Needs to be cautious to avoid head-on collision between institutions
ISLAMABAD: Nawaz Sharif knows he has a strong case to fight in the political pitch to outsmart his opponents and alleged schemers.
He understands that the Supreme Court’s weak and controversial verdict disqualifying him contains all the ingredients for him to exploit them for political gains. He is doing the same but perhaps with some hints of losing caution, which should not be the case.
In his GT Road Rally, which culminated on Saturday night in
Lahore, Nawaz has successfully attracted reasonable crowd. His post-disqualification political campaign targets the SC judgment, raises questions on the neutrality of the court, suspects that his disqualification was pre-planned and part of a scheme to oust him from power, and recalls history where few men (powerful establishment) have been playing with constitution and civilian rule.

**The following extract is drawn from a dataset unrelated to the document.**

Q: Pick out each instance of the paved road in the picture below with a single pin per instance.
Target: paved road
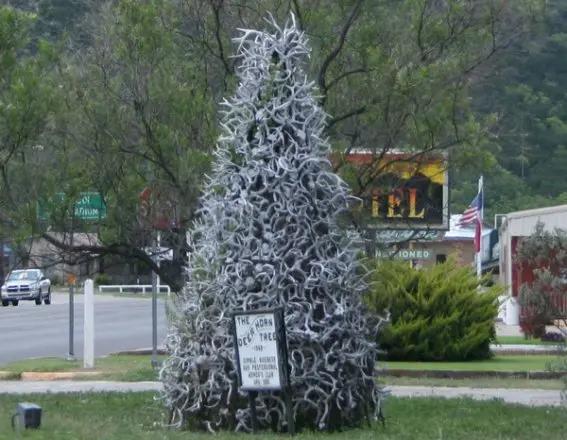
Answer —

Time and again, he referred to Pakistan’s 70-years history where none of the Prime Ministers was allowed to complete his term while the military rulers had enjoyed prolonged rules. He talked about how the peoples’ mandate has been disrespected repeatedly and pressed that masses voted him to power but a few men ousted him from the PM’s office.
Undoubtedly what he says about the past is a matter of record from history where the civilian governments have been the target of nexus between powerful establishment and judiciary. He, however, ignored to mention how politicians including him have been used against each other.

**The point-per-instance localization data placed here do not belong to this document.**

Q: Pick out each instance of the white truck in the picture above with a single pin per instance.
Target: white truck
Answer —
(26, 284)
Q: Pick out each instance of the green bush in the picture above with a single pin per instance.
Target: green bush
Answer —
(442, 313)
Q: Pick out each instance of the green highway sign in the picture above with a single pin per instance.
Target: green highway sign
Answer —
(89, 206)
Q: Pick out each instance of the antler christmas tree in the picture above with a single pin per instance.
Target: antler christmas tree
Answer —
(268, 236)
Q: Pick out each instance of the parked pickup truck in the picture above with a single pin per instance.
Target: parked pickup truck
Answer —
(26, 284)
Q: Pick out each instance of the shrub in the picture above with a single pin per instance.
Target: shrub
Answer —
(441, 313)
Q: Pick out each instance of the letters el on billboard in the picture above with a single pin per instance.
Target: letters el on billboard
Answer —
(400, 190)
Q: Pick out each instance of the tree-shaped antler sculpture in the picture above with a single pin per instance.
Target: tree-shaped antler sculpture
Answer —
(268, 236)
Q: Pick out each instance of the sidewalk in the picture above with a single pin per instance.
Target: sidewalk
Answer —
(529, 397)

Nawaz has the right to protest and do politics. As per law of the land, he can even criticize the SC’s judgment and also talk even about judges’ bias. However, he should not ridicule or disrespect the court even if he was dealt unfairly or unjustly.

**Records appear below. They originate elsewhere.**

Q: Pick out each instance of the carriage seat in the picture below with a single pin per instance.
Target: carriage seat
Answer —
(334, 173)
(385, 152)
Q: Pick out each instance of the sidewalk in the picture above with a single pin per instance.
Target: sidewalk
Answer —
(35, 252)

There have been serious controversies attached with SC’s case against Nawaz Sharif. Questions were raised how a “frivolous” petition ended up in former PM’s disqualification in the apex court? There have been a number of disputes over the setting up and role of the JIT. The SC verdict itself invited serious objections even from legal fraternity. Some remarks like terming the former Prime Minister and his government as “godfather” and “Sicilian Mafia” by the SC judges also invited criticism against the court.
On the basis of all the above disputes, controversies and flaws there is a lot of material available with Nawaz Sharif to do politics and win the sympathies of the masses by using victim card. But sometimes he appears to be touching the redlines vis a vis the judiciary. He should avoid doing so, and needs to be cautious if he really means to improve the system through his new campaign for respect of voters’ choice to strengthen the civilian rule.
Some of his political opponents are really desirous of pushing him into a direct confrontational mode with judiciary and establishment. If he does so it would be disastrous both for Pakistan and its fragile democracy.
Pakistan does need a frank debate to uphold constitutional rule where all institutions should be made to work within their domain and there is no nexus between powerful establishment and judiciary against civilian government. This target should be achieved without bringing into disrepute any state institution.
In this scenario where some of the politicians are frustratingly trying to bring NS and the state institutions at loggerheads, Senate Chairman Raza Rabbani took a unique initiative for possible dialogue between politicians, judiciary and military to uphold the constitutional rule in the country.
It is a fact that the powerful establishment-judiciary nexus in the past had never let civilian governments to complete their term. But it could also not be denied that the politicians and civilian governments also failed to deliver to pass on the fruits of democracy to the ordinary people. Thus if the sanctity of vote has been disrespected in the past by some adventurists from powerful establishment and judiciary, the successive elected governments also failed to honour their promises made to the people.
The GT Road rally has proved one point — Nawaz Sharif even after his disqualification is still popular among masses and is therefore still relevant in Pakistani politics. It would be good to see him contributing positively to uphold constitutional rule.